On Wed, May 04, 2016 at 10:49:23AM +0100, Filipe Manana wrote:
> On Wed, May 4, 2016 at 2:10 AM, Zygo Blaxell
> <ce3g8jdj@umail.furryterror.org> wrote:
> > This is one way to fix a long hang during mounts.  There's probably a
> > better way, but this is the one I've used to get my filesystems up
> > and running.
> >
> > We start the cleaner kthread first because the transaction kthread wants
> > to wake up the cleaner kthread.  We start the transaction kthread next
> > because everything in btrfs wants transactions.  We do reloc recovery
> > once the transaction kthread is running.  This means that the cleaner
> > kthread could already be running when reloc recovery happens (e.g. if a
> > snapshot delete was started before a crash).
> >
> > Reloc recovery does not play well with the cleaner kthread, so a mutex
> > was added in commit 5f3164813b90f7dbcb5c3ab9006906222ce471b7 "Btrfs:
> > fix race between balance recovery and root deletion" to prevent both
> > from running at the same time.
> >
> > The cleaner kthread could already be holding the mutex by the time we
> > get to btrfs_recover_relocation, and if it is, the mount will be blocked
> > until at least one snapshot is deleted (possibly more if the mount process
> > doesn't get the lock right away).  During this time (which could be an
> > arbitrarily long time on a large/slow filesystem), the mount process is
> > stuck and the filesystem is unnecessarily inaccessible.
> >
> > Fix this by locking cleaner_mutex before we start the cleaner_kthread,
> > and unlocking it when we have finished with it in the mount function.

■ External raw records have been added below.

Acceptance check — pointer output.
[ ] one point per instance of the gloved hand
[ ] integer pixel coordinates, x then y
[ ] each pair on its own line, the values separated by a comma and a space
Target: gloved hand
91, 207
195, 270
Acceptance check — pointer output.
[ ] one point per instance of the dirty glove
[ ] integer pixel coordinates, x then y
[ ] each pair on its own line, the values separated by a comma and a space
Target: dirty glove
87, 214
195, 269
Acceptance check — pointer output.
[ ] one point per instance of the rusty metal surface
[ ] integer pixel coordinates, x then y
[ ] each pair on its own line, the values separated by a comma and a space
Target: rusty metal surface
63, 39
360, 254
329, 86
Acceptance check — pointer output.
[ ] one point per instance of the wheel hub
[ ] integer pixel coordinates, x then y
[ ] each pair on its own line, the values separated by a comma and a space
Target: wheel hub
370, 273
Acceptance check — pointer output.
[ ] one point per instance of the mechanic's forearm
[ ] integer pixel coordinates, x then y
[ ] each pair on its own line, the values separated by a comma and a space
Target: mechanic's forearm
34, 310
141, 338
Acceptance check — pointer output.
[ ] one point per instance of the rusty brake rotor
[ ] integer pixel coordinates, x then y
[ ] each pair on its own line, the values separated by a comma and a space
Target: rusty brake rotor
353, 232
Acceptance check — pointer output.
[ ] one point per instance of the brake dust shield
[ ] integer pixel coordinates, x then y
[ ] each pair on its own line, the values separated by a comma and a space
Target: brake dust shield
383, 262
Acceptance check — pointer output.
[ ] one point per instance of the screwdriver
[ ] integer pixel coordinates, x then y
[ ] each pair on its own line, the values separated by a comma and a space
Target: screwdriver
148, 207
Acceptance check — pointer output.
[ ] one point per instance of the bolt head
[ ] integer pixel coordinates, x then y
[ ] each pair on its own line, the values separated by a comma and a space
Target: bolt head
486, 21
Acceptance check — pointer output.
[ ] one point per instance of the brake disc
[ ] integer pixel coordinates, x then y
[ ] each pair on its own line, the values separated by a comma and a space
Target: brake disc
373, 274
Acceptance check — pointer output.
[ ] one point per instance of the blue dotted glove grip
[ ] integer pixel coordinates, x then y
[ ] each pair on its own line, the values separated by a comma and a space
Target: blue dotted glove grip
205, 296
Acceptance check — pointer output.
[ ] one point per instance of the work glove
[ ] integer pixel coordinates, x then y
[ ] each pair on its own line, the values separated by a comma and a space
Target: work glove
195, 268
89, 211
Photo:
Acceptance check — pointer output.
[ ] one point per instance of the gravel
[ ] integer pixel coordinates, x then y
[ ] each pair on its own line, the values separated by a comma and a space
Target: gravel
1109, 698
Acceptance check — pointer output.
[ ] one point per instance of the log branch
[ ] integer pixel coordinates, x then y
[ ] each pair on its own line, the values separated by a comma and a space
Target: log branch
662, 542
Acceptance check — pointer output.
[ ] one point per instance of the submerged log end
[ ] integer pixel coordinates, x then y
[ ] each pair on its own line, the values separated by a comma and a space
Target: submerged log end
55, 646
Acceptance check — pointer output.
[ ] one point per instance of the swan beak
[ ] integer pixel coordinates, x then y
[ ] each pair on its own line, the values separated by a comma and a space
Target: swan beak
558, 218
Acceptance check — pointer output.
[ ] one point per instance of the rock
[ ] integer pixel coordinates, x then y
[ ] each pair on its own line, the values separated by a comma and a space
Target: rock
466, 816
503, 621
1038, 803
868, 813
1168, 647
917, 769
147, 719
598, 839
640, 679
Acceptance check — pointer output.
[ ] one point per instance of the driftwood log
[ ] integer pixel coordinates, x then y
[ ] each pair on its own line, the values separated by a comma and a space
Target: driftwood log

> > This allows the mount to proceed to completion before resuming snapshot
> > deletion.  I'm not sure about the error cases, and the asymmetrical
> > pthread_mutex_lock/unlocks are just ugly.  Other than that, this patch
> > works.
> >
> > An alternative (and possibly better) solution would be to add an extra
> > check in btrfs_need_cleaner_sleep() for a flag that would be set at the
> > end of mounting.  This should keep cleaner_kthread sleeping until just
> > before mount is finished.
> 
> Looks valid and good to me.
> The alternative solution you describe would unnecessarily be more
> complex without any benefit.
> I prefer what you did, it's correct and simple. Just 2 comments below.

We could detect if mount is finished by checking for MS_BORN in
superblock->s_flags (set by VFS). But that would be extra code to do
just that, while cleaner kthread is prepared for the mutex contention and
sleeps if necessary.

I like the approach proposed in the patch as well.